On Homeland
At 11pm on a cloudy night, I’m heading home. I’ll be on the bus for an hour. A friend insists on walking me to the bus stop, four minutes from her house.
Text me when you get home, she says.
You too, I tell her, and we laugh.
Four minutes later, she does. An hour later, I do. But neither of us are really home, are we?
Pause. Ask yourself: What do you think of when you think of home?
Home is a loaded, lonely word for us violently diasporized people. Land is equally complex, those four letters draped with invisible weights. My ancestors were uprooted from both, replanted with brutality if at all. These extractions have left much of my lineage trailing disconnected after them. I bear an anxious need for dirt that feels like it knew my grandmothers’ grandmothers.
In this last year, I’ve been considering the question of homeland—or home land, to be semantically and structurally specific.
What does homeland mean when my ancestors were hauled from a land that claimed them, nurtured them, grew them?
What does home land mean when you have been removed from yours, driven in the dark of night or the equally oppressive eye of day, when the severing from the land that birthed and raised you is fast and bloody and leaves ragged wounds behind?
Pause again. Take a deep breath. Ask yourself: Which of these questions resonate? Which one asks you to linger?

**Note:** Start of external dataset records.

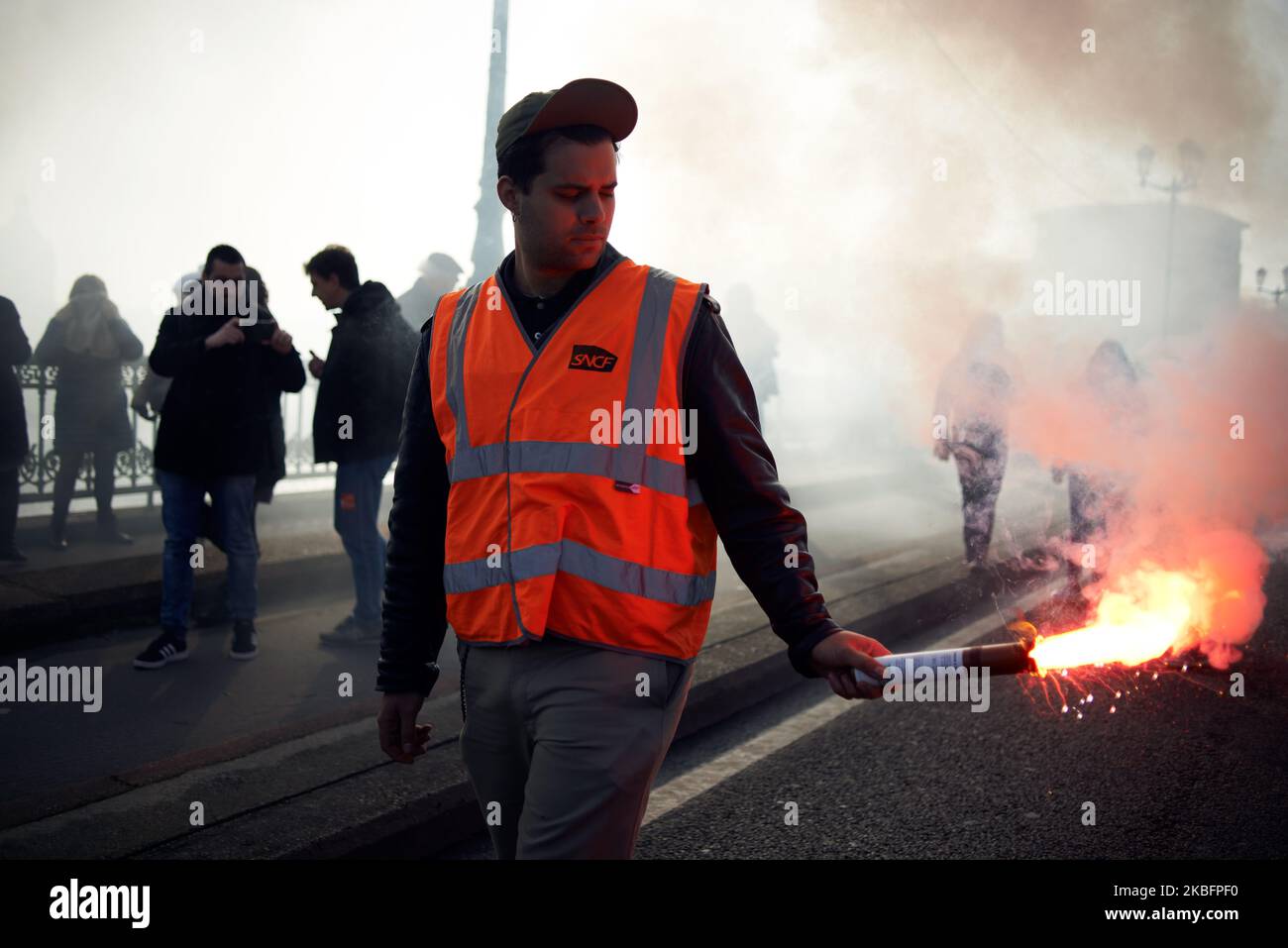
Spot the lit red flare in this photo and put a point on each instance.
(1145, 616)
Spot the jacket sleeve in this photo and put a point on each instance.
(751, 509)
(50, 350)
(172, 353)
(13, 340)
(415, 603)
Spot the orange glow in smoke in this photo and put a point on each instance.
(1142, 617)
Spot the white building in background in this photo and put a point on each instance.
(1091, 260)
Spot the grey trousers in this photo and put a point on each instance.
(562, 742)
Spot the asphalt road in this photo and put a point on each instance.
(1175, 768)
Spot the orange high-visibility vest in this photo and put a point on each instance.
(570, 507)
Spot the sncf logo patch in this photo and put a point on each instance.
(591, 359)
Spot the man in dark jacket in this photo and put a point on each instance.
(362, 384)
(14, 350)
(211, 440)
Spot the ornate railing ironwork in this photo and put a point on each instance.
(134, 473)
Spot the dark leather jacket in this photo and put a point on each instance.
(732, 464)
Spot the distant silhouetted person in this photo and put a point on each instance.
(88, 342)
(974, 402)
(1099, 493)
(270, 471)
(14, 350)
(357, 420)
(438, 275)
(211, 440)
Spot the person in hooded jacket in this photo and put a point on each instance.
(213, 437)
(973, 402)
(89, 342)
(357, 419)
(14, 350)
(1100, 489)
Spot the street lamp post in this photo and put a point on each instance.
(487, 233)
(1192, 158)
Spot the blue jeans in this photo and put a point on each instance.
(181, 501)
(357, 510)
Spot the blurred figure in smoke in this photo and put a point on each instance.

When considering these questions, I also consider the gaps between—
—bearing witness: I see you;
— What do you see? —
—staging criticism: We should do this instead;
— What do you want to do? —
—rewriting history: Look at what we could have been;
— What have you been instead? —
—and creating new futures: Here is where we may go.
—Where will you take us?—
Each question involves dissolving and rebuilding; each requires a different mindset; each requires different care.
As I consider my own missing homeland, I return to temporary homes located on varied lands. I consider the connective tissue between temporality and physicality, wonder at ways to close the gaps between myself and those who came before. Where can regeneration take root? How do I rehabilitate a body made from those subjugated as tools; how do I care for a spirit rebirthed from a place that no longer exists?
How do I approach the colossal task of calling back to self when my body is a monument to survival but does not yet know how to keep breathing?
Pause for the last time. Sink down inside yourself, your reactions. Ask yourself: Where and when were my ancestors buried? Am I the seed pressing up from the dirt, or the leaf stretching towards the sun, grasping its light so it may pass that energy down to all who come after?
Home, land, homeland—it would take a lifetime of words to begin to describe what they mean. So begin today, with a question from me to you: What does home mean to you?